Hello, fitness enthusiasts.

Did you know there is a 2 to 3 percent decline in the risk of heart attack for every 1 percent reduction in blood cholesterol?

Hello, fitness enthusiasts.
Did you know there is a 2 to 3 percent decline in the risk of heart attack for every 1 percent reduction in blood cholesterol?
A typically appealing cholesterol level is below 200 mg.
This is a very serious issue that, fortunately, can be controlled by healthy nutrition that lowers “bad” cholesterol and by participating regularly in exercise that raises the protective or “good” cholesterol.
It is always a good idea to know your current cholesterol levels.
Total cholesterol (TC) is an important gauge regarding your health. This measurement includes both high-density lipoprotein (HDL) and low-density lipoprotein (LDL) cholesterol in the blood, as well as very-low density lipoproteins (VLDL). VLDLs are also known as triglycerides or fat.
Borderline cholesterol levels fall between 200 to 239, and high is 240 or greater.
A high HDL reading may balance possible negative effects of a high total cholesterol level.
When total cholesterol is divided by HDL, you get a number called TC/HDL ratio.
A desirable value is less than 3.5, and up to 4.5 is commonly acceptable.
The TC/HDL ratio is important and reflects how your body is managing individual cholesterol amounts.
For example, did you know that you could have a low cholesterol level and still be at some risk for heart disease?
That’s why it is so important to know your levels, and consult with your health care professionals for proper solution to your individual situation.
A 180 TC reading combined with an HDL of 30, results in ratio of 6. This level indicates an increased risk for heart disease even though the low cholesterol reading would indicate otherwise.
On the other hand, a TC cholesterol reading of 240, and HDL value of 70 would have a TC/HDL ratio of less than 3.5. This indicates a lower risk for heart disease, related to this specific risk factor.
When it comes to your cholesterol, there are many variables, so always consult with your physician to help you understand exactly what your readings say about your health.
Losing weight can make a big difference in improving your cholesterol.
It raises your HDL “good cholesterol,” lowers LDLs “bad cholesterol” triglycerides, blood pressure and helps prevent diabetes.
Exercise that elevates your heart rate can also raise HDLs, lower LDLs and triglycerides and blood pressure.
A diet low in saturated fat and cholesterol will lower LDLs, triglycerides and cholesterol.
Five to ten grams of soluble fiber daily may lower cholesterol, as well as help control blood sugar levels of people with diabetes.
These fibers are found in oat bran, apples, prunes, barley, kidney beans, fruits and vegetables.
Other great selections that will help you control cholesterol levels and increase heart health are oatmeal, mackerel, herring,sardines, albacore tuna, salmon and halibut.

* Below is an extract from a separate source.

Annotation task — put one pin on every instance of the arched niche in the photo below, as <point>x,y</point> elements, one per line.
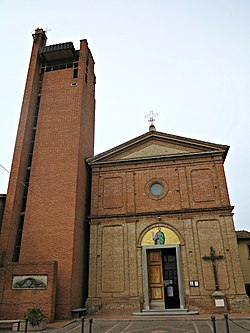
<point>169,235</point>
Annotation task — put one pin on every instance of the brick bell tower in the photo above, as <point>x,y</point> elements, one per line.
<point>44,234</point>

Omega -3 fatty acid supplements are also very effective in addition to your food choices. Walnuts, almonds, hazelnuts and other nuts also do a great job of keeping blood vessels healthy.
Nuts are high in calories, so remember to use only a handful to make sure you don’t negatively impact your weight loss efforts. Also ensure the nuts aren’t over salted or covered with sugar.

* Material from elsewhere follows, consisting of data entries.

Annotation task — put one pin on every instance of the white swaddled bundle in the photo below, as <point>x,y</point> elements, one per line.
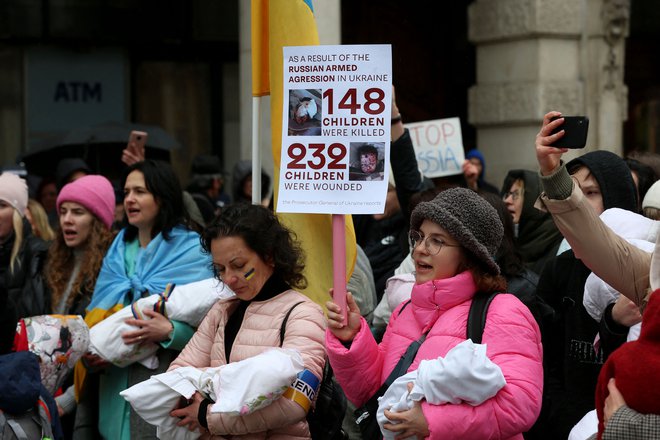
<point>244,387</point>
<point>638,231</point>
<point>188,303</point>
<point>464,375</point>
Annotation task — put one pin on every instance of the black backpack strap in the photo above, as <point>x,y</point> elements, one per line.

And finally, olive oil contains a mix of antioxidants that can lower your “bad” cholesterol.
The FDA recommends using two tablespoons (23 grams) of olive oil in place of other fat oils to get heart healthy benefits.
It is important to note that increases in HDL may take several months, so as with most health gains, patience, consistency and moderation always rule.

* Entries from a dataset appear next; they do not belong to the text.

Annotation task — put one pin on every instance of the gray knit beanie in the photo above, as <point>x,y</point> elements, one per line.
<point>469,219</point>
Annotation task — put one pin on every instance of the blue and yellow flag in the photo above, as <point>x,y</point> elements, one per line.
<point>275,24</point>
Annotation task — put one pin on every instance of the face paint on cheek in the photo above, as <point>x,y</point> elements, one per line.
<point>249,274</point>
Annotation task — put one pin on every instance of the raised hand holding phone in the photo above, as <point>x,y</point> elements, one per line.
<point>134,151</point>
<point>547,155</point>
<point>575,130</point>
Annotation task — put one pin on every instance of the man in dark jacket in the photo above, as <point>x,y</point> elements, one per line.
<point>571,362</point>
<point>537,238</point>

Please find and follow a proactive nutrition and health improvement program and stick with it as a way of life, to keep you moving towards optimal health and performance.
The “quick fix” is never the way to go.
Solid nutrition and healthy habits for the long haul wins everytime.
Hope this helps with the cholesterol portion of your health and wellness program.
Remember to keep exercising and drinking plenty of water, stay trim, lose weight if necessary, eat less saturated fat, cut back on cholesterol foods, eat less Trans fat (partially hydrogenated oil) and eat more fruits, vegetables and other foods high in fiber.
I challenge you to always see the value in making an investment in your health, wellness, proper nutrition, and active quality of life.
It all boils down to being healthy so that you can enjoy the things in life that are most important to you.
Control cholesterol and you are one step ahead on your better health and staying active for the rest of your life.